Hari itu penuh dengan gerimis di Bandung, udara dingin menyeruak melalui setiap celah pintu dan jendela. Setelah hujan mereda, embun mengisi dedaunan, dan taman kecil di halaman rumah tampak begitu hijau dan segar.
Bima, seorang anak berusia 13 tahun, terbangun dari tidurnya dan pergi ke dapur untuk membuat sarapan. Ia, bersama ayah dan ibunya, tinggal di sebuah rumah kecil di sebuah kompleks perumahan di Bandung Utara. Ayah Bima bekerja sebagai kurir di perusahaan logistik, sementara ibunya bekerja di warung makan di dekat rumah.
Saat itu Bima telah memasuki masa puber dan mulai memperhatikan hal-hal seperti gaya berpakaian. Setiap hari sekolah, dia menggunakan sepatu putih yang telah usang. Ketika dia bertanya mengapa orang tuanya tidak membeli sepatu baru untuknya, mereka selalu menjawab bahwa ada kebutuhan lain yang lebih penting.
Setelah tiba di sekolah, Bima melihat seorang teman sekelas memakai sepatu bola merek terkenal yang baru. Dia sangat ingin membeli sepatu tersebut tetapi tak tahu berapa harganya. Akhirnya, setelah pulang sekolah, dia meminjam komputer di perpustakaan untuk memeriksa harga sepatu tersebut. Dia terkejut melihat harganya mencapai Rp 1.000.000,-.
Pulang sekolah, Bima bercerita kepada ibunya tentang sepatu baru temannya dan meminta agar dibelikan. Ibu Bima terkejut mendengar harganya dan berkata bahwa mereka tidak mampu membeli sepatu seharga itu. Bima merasa kecewa dan marah, dia merasa tidak seperti teman-temannya yang mampu membeli barang-barang mewah. Dia mulai merasa malas beribadah dan sering kali meminta sesuatu yang tidak mampu dipenuhi oleh orang tuanya.
Suatu hari, ibu Bima memintanya untuk menemaninya ke pusat distribusi makanan untuk orang miskin yang berada di luar kota.
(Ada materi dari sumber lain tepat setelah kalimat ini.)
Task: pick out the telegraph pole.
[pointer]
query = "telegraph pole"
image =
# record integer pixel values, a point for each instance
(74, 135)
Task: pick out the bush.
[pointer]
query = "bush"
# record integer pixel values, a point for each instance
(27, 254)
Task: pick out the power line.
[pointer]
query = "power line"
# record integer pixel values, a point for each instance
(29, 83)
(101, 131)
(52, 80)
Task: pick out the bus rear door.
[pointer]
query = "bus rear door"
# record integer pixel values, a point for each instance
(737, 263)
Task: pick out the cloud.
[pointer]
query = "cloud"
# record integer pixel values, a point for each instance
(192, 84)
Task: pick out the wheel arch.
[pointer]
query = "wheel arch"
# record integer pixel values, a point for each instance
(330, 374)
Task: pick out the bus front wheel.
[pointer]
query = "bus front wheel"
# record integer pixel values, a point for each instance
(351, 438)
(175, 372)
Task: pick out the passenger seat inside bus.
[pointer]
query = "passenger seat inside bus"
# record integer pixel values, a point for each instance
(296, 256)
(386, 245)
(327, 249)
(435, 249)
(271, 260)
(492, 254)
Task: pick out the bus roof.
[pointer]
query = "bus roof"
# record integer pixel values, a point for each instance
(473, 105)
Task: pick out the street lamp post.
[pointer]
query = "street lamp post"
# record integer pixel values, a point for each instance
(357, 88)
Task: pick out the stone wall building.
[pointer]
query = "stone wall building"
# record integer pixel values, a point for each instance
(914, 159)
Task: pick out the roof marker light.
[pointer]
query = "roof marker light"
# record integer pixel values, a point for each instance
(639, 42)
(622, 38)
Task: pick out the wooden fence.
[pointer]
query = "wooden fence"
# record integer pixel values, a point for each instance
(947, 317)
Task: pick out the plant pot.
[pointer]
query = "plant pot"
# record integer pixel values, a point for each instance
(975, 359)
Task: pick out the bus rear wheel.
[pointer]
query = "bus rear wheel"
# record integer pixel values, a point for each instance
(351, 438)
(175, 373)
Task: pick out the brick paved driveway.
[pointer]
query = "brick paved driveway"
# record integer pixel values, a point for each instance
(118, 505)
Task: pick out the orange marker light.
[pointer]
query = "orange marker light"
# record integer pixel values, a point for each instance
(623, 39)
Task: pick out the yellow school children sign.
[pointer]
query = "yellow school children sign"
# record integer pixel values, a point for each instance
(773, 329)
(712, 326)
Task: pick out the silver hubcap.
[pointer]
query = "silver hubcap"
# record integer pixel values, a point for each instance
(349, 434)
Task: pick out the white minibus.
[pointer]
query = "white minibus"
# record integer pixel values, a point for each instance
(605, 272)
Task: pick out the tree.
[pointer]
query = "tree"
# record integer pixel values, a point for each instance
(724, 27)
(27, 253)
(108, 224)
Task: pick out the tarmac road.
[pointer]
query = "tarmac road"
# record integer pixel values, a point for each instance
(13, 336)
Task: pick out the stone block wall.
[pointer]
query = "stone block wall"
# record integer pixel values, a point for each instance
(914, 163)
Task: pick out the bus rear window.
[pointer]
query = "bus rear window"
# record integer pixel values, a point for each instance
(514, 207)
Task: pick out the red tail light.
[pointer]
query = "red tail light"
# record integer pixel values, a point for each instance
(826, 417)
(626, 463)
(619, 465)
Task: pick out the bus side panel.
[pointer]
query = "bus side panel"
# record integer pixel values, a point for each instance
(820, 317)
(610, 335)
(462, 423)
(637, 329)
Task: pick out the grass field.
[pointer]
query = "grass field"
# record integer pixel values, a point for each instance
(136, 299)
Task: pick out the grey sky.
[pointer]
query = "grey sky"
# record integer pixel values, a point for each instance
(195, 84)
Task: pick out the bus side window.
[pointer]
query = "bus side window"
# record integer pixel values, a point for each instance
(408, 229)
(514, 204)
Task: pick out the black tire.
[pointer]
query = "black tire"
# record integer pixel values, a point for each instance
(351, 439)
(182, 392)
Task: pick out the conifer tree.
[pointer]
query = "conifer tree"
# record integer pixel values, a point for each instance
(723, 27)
Di sana, Bima melihat banyak orang yang hidup dalam kemiskinan, mereka tampak beruntung bisa mendapatkan makanan dan pakaian yang layak.
Ibunya berkata, “Nak, melihat ini semua, apa kamu merasa masih ingin mengeluh? Mereka punya sedikit, tapi mereka bersyukur. Kamu harus belajar untuk menghargai apa yang kamu miliki dan jangan selalu menginginkan lebih.”
Bima terdiam, dia merasa malu dengan perilakunya selama ini. Dia meminta maaf kepada ibunya dan berjanji akan lebih menghargai apa yang dia miliki. Sejak hari itu, Bima menjadi lebih bersyukur dan tidak lagi sering meminta barang mewah yang tidak mampu dipenuhi orang tuanya. Dia juga mulai lebih rajin beribadah dan lebih peka terhadap kondisi orang tuanya. Dia belajar bahwa kebahagiaan bukan hanya tentang memiliki barang mewah, tetapi tentang bersyukur dan menghargai apa yang kita miliki.